Patrick Dunn alerted me to an issue of The Journal of Business Strategy that explores artists and business innovation.  This is a comment I left on his blog in response to the opening article by Nessley (Arts-based learning at work: economic downturns, innovation upturns, and the eminent practicality of arts in business).

I don’t think the value of the arts can be expressed in a linear fashion as in Nissley’s examples. My belief is that many innovations do not come out of nowhere, but are expressions of a zeitgeist. That is, many different innovations in different parts of the culture share parts of an internal structure or nature.
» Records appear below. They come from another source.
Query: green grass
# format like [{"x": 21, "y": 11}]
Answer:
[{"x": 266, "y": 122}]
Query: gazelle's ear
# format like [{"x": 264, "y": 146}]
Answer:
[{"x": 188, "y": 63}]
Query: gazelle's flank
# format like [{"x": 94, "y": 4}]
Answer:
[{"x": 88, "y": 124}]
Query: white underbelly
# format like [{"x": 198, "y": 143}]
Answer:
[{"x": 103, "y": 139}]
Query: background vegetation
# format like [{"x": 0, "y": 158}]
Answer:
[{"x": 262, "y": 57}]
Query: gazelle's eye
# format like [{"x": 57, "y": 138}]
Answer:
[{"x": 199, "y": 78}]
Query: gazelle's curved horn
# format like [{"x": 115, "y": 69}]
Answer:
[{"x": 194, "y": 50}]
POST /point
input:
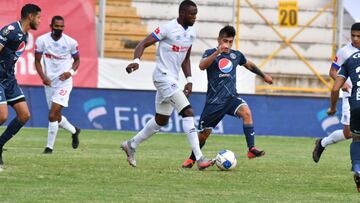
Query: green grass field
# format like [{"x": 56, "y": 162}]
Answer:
[{"x": 98, "y": 171}]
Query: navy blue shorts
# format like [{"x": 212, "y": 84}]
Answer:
[
  {"x": 355, "y": 121},
  {"x": 212, "y": 114},
  {"x": 10, "y": 92}
]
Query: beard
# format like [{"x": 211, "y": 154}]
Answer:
[{"x": 33, "y": 26}]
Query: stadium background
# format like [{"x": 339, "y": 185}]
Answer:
[{"x": 296, "y": 51}]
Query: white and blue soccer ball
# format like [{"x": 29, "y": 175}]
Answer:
[{"x": 225, "y": 160}]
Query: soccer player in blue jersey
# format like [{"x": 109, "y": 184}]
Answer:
[
  {"x": 351, "y": 69},
  {"x": 221, "y": 98},
  {"x": 13, "y": 39}
]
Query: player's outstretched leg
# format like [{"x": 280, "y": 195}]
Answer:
[
  {"x": 150, "y": 128},
  {"x": 130, "y": 152},
  {"x": 355, "y": 159},
  {"x": 318, "y": 150},
  {"x": 203, "y": 135}
]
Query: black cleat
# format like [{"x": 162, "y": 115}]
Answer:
[
  {"x": 75, "y": 138},
  {"x": 357, "y": 180},
  {"x": 47, "y": 150},
  {"x": 318, "y": 150}
]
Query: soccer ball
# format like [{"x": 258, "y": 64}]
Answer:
[{"x": 225, "y": 160}]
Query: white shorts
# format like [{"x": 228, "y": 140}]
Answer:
[
  {"x": 168, "y": 97},
  {"x": 59, "y": 95},
  {"x": 345, "y": 117}
]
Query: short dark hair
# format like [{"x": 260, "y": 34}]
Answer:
[
  {"x": 186, "y": 4},
  {"x": 29, "y": 9},
  {"x": 227, "y": 31},
  {"x": 56, "y": 18},
  {"x": 355, "y": 27}
]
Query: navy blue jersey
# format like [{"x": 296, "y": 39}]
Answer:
[
  {"x": 221, "y": 76},
  {"x": 13, "y": 40},
  {"x": 351, "y": 69}
]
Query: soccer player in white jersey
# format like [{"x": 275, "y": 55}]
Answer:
[
  {"x": 175, "y": 40},
  {"x": 341, "y": 56},
  {"x": 60, "y": 57}
]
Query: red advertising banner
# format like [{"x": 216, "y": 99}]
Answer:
[{"x": 79, "y": 18}]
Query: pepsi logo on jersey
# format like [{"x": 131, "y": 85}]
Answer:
[{"x": 225, "y": 65}]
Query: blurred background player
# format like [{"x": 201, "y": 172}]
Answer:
[
  {"x": 343, "y": 54},
  {"x": 351, "y": 69},
  {"x": 175, "y": 40},
  {"x": 61, "y": 60},
  {"x": 13, "y": 39},
  {"x": 221, "y": 98}
]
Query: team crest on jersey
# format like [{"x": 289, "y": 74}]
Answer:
[
  {"x": 20, "y": 49},
  {"x": 225, "y": 65}
]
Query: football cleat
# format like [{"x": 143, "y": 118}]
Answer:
[
  {"x": 130, "y": 152},
  {"x": 253, "y": 153},
  {"x": 318, "y": 150},
  {"x": 357, "y": 180},
  {"x": 204, "y": 163},
  {"x": 188, "y": 163},
  {"x": 75, "y": 138},
  {"x": 47, "y": 150}
]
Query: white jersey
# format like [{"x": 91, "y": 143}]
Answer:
[
  {"x": 174, "y": 42},
  {"x": 341, "y": 56},
  {"x": 57, "y": 55}
]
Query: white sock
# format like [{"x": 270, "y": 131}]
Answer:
[
  {"x": 189, "y": 129},
  {"x": 52, "y": 131},
  {"x": 149, "y": 129},
  {"x": 334, "y": 137},
  {"x": 64, "y": 123}
]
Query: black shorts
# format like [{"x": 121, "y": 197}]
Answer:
[{"x": 212, "y": 114}]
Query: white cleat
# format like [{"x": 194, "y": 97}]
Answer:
[{"x": 130, "y": 153}]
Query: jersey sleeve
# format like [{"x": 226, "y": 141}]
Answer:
[
  {"x": 344, "y": 72},
  {"x": 338, "y": 60},
  {"x": 207, "y": 53},
  {"x": 242, "y": 59},
  {"x": 74, "y": 48},
  {"x": 160, "y": 32},
  {"x": 5, "y": 34},
  {"x": 39, "y": 46}
]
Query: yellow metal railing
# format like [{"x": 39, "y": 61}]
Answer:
[{"x": 287, "y": 43}]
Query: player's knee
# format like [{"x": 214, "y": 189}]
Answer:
[
  {"x": 186, "y": 112},
  {"x": 161, "y": 120},
  {"x": 347, "y": 133},
  {"x": 3, "y": 119},
  {"x": 24, "y": 117},
  {"x": 53, "y": 116}
]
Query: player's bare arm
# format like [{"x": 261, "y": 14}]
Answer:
[
  {"x": 186, "y": 67},
  {"x": 74, "y": 67},
  {"x": 206, "y": 62},
  {"x": 253, "y": 68},
  {"x": 339, "y": 82},
  {"x": 333, "y": 74},
  {"x": 46, "y": 81},
  {"x": 139, "y": 50}
]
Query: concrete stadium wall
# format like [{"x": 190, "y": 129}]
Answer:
[{"x": 129, "y": 110}]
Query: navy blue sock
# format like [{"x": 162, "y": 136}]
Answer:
[
  {"x": 249, "y": 135},
  {"x": 14, "y": 126},
  {"x": 355, "y": 155},
  {"x": 192, "y": 156}
]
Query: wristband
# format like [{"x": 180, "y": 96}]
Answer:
[
  {"x": 137, "y": 61},
  {"x": 189, "y": 79}
]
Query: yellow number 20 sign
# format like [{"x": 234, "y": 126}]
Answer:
[{"x": 288, "y": 13}]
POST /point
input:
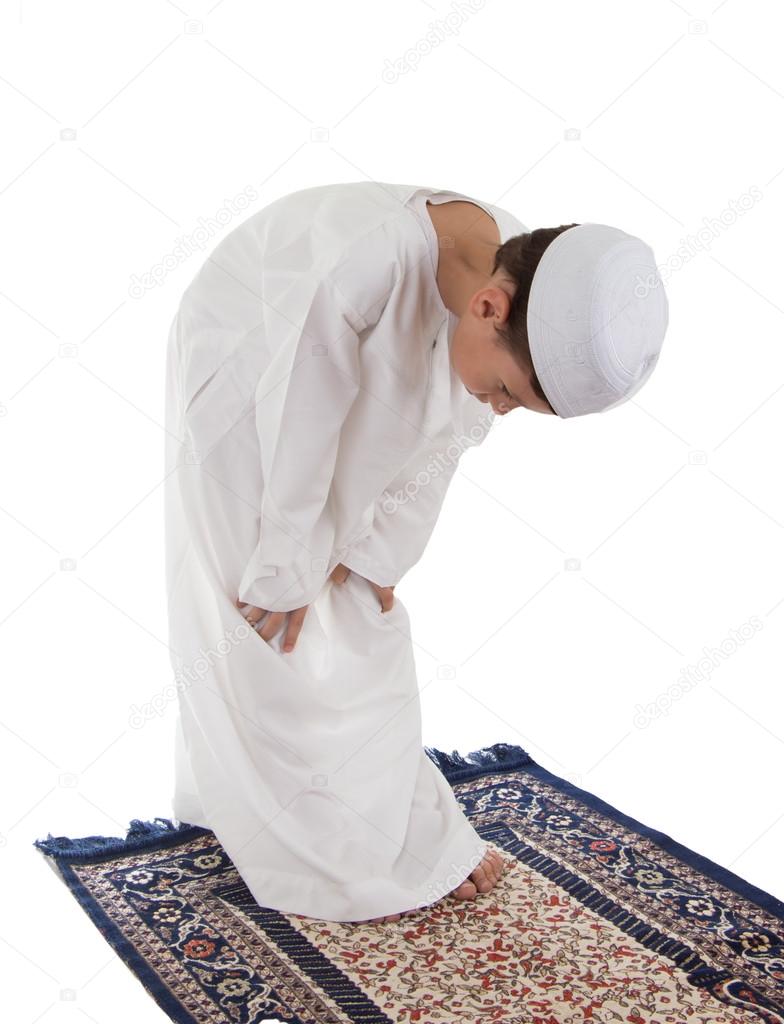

Artists are important for innovation because they live on the edge of this zeitgeist; constantly testing its forms and limits. This zeitgeist spreads across disciplines like a meme, sowing the seeds of innovation. The arts become important for business when business is exposed to this spread and can adopt portions for its own innovation. It’s the artistic environment that’s needed, exposure to the thinking of people on the edge. It should be part of the regular business environment because it may be the 100 iteration of a particular portion of the zeitgeist that finally lights the needed spark.

I think business innovators, entrepreneurs and artist are all cut from a similar mold and all can be valuable contributors to an edge environment. It is an edgy environment that is important, not a Picasso on the wall or the thousandth rendition of a Beethoven piece.

More on this after a bit more research.

A “Clean-Sheet” Perspective for Education: A Rationale Derived from Hagel and Brown

Interesting HBR article: Innovation Blowback: Disruptive Management Practices from Asia (Hagel & Brown, 2003).

Their main point

Companies offshore production to cut wages, gain access to skills and capabilities and seek new markets, but they fail to gain more than a small affluent segment of these emerging markets because they do not seek the level of innovations to target the demands of the larger low-wage market.  Long-term they then are often undercut by the local companies that do seek this level of innovation.

What do the authors recommend:

  1. Specialize, develop partnerships and orchestrate the resulting process network to extend your capabilities.
  2. Develop open collaborative environments and orchestrate innovation within these partnership networks.
  3. It is not enough to strip costs from existing products.  Instead, redesign products and processes from a “Clean-sheet” perspective in a way that amplifies your own distinctive capabilities and those of the partners in your network.

Relevance for Education

Whether it’s high school dropouts, workers needing re-training, organizations with new learning demands, higher expectations from graduates, or a multitude of other new demands for learning; we too are facing new and different “markets” for learning.  It is not enough just to make small adjustments to existing systems that were designed for other demands.  We need to redesign our educational products and processes by innovating within our own capabilities and by seeking open network partnerships to extend those capabiities.